My school was just down the road from Cluny church where Smith worshiped and where his funeral was held. My classmates and teachers alike either knew him or knew of him in a way that made it more personal for us. When the funeral came, people of all ages gathered outside the kirk to mourn.

For me it was also a political death. I joined the Labour Party because of John Smith. His politics, a potent mix of Church of Scotland faith in community and socialist belief in Britain as a more equal society matched my own religious faith and helped shape my politics.

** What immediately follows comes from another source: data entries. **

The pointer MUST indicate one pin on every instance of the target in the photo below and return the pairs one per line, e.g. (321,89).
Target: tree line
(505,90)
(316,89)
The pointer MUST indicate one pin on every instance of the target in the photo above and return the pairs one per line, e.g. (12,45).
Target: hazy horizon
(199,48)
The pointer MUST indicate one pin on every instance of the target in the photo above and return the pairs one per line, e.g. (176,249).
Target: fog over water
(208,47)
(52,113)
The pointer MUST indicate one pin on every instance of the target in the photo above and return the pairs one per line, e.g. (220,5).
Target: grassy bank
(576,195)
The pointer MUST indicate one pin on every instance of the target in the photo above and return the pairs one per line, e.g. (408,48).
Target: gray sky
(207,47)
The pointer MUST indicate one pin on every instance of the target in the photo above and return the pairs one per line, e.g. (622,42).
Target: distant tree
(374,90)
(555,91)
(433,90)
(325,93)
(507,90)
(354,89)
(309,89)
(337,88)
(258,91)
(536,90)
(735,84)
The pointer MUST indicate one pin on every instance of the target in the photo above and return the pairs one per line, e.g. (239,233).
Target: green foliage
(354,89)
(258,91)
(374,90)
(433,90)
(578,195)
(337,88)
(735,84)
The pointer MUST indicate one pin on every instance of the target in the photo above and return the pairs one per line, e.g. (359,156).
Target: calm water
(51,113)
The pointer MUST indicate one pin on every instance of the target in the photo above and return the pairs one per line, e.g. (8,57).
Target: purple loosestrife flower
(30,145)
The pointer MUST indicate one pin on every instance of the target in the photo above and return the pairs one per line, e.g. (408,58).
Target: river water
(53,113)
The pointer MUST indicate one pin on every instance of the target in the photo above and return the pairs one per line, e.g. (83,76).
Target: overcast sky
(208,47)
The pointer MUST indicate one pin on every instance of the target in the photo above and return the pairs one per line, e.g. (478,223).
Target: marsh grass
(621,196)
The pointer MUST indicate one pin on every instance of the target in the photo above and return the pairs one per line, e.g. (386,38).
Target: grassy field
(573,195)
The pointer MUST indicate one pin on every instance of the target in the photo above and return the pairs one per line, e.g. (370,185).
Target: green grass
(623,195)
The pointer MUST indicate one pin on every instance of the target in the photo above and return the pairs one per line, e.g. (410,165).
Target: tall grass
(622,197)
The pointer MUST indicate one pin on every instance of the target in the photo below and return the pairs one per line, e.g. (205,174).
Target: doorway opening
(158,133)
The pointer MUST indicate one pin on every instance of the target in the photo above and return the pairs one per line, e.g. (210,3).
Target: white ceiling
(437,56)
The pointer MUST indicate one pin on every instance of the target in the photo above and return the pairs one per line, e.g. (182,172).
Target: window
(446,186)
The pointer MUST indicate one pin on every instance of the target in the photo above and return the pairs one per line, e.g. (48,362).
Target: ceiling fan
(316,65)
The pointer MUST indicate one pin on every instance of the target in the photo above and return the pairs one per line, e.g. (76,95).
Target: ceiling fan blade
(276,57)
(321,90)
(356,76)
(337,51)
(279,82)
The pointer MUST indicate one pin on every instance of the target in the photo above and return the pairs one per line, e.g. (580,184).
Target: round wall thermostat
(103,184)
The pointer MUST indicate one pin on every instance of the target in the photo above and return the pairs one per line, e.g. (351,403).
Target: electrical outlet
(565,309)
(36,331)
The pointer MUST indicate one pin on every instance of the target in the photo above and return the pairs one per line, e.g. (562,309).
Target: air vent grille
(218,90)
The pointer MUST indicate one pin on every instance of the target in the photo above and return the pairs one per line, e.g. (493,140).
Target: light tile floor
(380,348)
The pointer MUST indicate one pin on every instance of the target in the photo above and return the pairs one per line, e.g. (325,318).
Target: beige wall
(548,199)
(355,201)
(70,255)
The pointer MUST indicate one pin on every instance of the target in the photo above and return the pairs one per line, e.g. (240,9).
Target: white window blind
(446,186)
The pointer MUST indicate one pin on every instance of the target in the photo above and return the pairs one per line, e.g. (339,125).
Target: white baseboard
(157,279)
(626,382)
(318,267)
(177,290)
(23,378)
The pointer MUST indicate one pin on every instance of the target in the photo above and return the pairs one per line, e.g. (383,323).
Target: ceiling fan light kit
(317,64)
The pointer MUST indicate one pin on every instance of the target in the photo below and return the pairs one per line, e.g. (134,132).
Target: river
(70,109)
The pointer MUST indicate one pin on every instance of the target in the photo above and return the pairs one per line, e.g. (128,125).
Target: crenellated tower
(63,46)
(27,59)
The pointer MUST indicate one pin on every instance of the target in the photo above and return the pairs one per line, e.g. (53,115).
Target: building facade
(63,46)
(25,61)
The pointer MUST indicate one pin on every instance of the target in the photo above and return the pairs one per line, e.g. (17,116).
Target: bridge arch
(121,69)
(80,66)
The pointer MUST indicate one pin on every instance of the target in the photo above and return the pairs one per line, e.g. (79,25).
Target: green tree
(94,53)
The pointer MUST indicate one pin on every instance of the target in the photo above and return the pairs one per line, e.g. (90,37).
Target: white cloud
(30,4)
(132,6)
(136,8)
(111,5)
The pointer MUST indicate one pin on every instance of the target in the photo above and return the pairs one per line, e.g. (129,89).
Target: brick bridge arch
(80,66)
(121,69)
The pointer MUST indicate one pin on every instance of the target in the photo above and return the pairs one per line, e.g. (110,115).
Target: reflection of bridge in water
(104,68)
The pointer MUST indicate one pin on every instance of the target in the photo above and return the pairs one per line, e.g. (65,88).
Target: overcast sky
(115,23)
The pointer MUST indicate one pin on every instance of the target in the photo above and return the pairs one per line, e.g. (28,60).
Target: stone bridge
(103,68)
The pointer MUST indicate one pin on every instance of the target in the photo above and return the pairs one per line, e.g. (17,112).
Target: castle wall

Smith spoke of the “mixed economy” for he knew the limits of public and private sector alike and the importance of guarding against both failed markets and an overweening state.

John Smith

Tony Blair continued Smith’s party reforms with the change to Clause IV. And having inherited Smith’s poll lead he deserves enormous credit for maintaining it all the way through to May 1, 1997 – no mean feat as today’s switching polls prove.

New Labour then saw much of Smith’s legacy made real – especially during the first term in which great reforms like devolution and the national minimum wage were achieved. But in its worship of markets, short term media management obsession and the disaster in Iraq, it left the politics of John Smith behind.

Gordon Brown had the chance to pick up the mantle but botched it between the election that wasn’t and his need to control all from Number Ten.

So in 2010 I saw in Ed Miliband a chance for Labour to pick up where Smith left of. Ed’s combination of intellect and conviction politics made me believe that what was lost in 1994 need not be gone from Labour forever. The endorsement of Baroness Smith was an important sign of Ed’s potential as a good and just politician.

As Margaret Curran and John McTernan have eloquently argued, Smith’s legacy to British politics is remarkable. But it is the memory of my young teenage self moved to tears by this politician’s death that hit me personally today. And it is the hope that Ed Miliband will prove a worthy successor to Smith that gives me hope for Labour today.